A drive system meeting these requirements must also be economic to produce if it is to be able to compete with conventional central drives.
It has long been known, for example, from DOS 2 203 833, that driving motors speed-controlled by way of the supply frequency offer possibilities of solving the problems mentioned. However, drive systems devised for such motors cannot readily meet all requirements. As soon as (or as long as) such a motor runs in synchronism with its supply frequency, the motor can be maintained (within its load limits) in a desired relationship to other such motors. However, a distinctive feature of such motors is that, if the motor is designed with a rational load bearing capacity, the motor either does not start immediately from a standstill (or decelerate to a standstill) in synchronism with the supply frequency and is instead uncontrollable below a critical speed (minimum speed or minimum frequency), and/or the motor cannot produce an adequate and exactly maintained acceleration torque from a standstill. This feature causes problems, particularly in connection with the driving of drafting arrangements, as will be described in greater detail hereinafter.

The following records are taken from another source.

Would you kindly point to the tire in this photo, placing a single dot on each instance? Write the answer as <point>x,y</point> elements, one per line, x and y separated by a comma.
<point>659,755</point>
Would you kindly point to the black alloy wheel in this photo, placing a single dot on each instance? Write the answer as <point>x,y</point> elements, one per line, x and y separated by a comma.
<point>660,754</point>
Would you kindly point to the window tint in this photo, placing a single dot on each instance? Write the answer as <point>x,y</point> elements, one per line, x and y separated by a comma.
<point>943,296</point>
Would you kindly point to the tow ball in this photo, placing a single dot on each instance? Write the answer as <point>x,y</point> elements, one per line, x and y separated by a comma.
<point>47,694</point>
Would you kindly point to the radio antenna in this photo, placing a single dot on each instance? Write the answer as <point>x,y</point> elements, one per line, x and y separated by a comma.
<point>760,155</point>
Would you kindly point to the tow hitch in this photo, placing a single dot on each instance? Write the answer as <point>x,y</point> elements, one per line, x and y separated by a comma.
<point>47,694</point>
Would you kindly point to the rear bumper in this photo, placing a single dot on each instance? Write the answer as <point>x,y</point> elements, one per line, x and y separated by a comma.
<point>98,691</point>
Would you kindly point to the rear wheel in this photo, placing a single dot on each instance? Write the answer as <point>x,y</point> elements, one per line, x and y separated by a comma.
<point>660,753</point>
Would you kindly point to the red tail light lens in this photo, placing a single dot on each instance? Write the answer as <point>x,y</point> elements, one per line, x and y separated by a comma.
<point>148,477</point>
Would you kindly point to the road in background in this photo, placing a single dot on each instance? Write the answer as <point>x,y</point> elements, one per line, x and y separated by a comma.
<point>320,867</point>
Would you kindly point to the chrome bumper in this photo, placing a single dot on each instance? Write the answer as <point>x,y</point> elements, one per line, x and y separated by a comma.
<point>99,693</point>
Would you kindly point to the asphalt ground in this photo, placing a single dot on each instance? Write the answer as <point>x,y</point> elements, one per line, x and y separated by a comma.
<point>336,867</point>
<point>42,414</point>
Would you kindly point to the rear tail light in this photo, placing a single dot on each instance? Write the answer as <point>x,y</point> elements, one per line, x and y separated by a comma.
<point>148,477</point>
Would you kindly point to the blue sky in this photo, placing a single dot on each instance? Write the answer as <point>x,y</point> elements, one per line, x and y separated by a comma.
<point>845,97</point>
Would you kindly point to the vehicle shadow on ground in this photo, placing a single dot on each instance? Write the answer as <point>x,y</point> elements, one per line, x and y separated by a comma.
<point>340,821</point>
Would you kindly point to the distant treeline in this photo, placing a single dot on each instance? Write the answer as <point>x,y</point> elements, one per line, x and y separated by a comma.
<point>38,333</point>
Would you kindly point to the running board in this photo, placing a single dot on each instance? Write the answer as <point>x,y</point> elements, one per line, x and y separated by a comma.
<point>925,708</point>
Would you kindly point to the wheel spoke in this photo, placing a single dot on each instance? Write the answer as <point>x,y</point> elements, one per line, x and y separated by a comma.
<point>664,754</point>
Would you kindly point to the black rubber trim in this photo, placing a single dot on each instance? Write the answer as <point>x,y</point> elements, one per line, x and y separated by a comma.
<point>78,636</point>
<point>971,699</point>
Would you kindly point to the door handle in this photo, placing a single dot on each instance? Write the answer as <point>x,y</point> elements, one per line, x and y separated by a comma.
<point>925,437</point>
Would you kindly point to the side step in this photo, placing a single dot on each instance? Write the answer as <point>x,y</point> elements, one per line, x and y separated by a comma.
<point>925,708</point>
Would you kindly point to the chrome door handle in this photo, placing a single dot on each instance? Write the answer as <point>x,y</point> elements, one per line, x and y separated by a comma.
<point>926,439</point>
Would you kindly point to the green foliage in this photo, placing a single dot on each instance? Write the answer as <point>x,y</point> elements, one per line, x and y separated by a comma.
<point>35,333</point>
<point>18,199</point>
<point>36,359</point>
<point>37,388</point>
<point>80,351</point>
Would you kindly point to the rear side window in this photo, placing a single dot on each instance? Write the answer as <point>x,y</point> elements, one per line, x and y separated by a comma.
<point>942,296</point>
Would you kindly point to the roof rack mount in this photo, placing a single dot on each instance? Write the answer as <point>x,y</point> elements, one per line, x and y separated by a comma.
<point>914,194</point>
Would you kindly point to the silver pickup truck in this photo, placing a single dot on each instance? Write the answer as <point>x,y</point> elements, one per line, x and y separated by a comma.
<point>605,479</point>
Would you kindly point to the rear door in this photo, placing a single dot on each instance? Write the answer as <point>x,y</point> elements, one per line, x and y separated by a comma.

The drafting arrangement of a ring machine comprises a number of units consisting of cylinder/roller pairs. The inter-unit speed ratios determine compliance with the yarn count while the speed ratio between the front roller unit and the yarn-twisting spindle is decisive for the level of twist in the yarn. The units must start from a standstill and, a stoppage, return to a standstill "with gearwheel accuracy"--i.e., in a predetermined relationship of the angles of rotation. Also, the drafting arrangement requires a minimum starting acceleration because, at stoppage of the machine, the yarns preferably remain connected to the spindles and the spindles restart so rapidly that the yarns are tensioned and form a balloon. If the drafting arrangement cannot accelerate to its working speed fast enough in these conditions, mis-twisting and eventually massive yarn breakages occur. Also, for the same reasons, the rotations of the drafting cylinders and rollers should, at stoppage of the machine, be maintained until stoppage (or until a low speed) of the spindles. But, because of considerable differences between the moment of inertia of the spindles and that of the drafting arrangement, this requirement causes considerable problems.
Preferably, an "individual drafting arrangement drive system" comprises at least one drive for the front roller unit and one drive for the other drafting units and possibly even one drive per unit. The reasons hereinbefore set out make it impossible to embody such drive systems using low-cost motors speed-controlled by way of their supply frequency, without taking further action, to maintain the necessary relationships below a critical speed.
German O.S. 2 849 576 describes a drive system for a ring spinning machine or machines which includes two motors for each drafting unit. In addition, each motor is adapted to be coupled by way of a clutch and a belt connection to the corresponding drawframe unit. The control for these clutches is arranged to produce effects in the yarn; however, the control is not related to synchronization of the motors.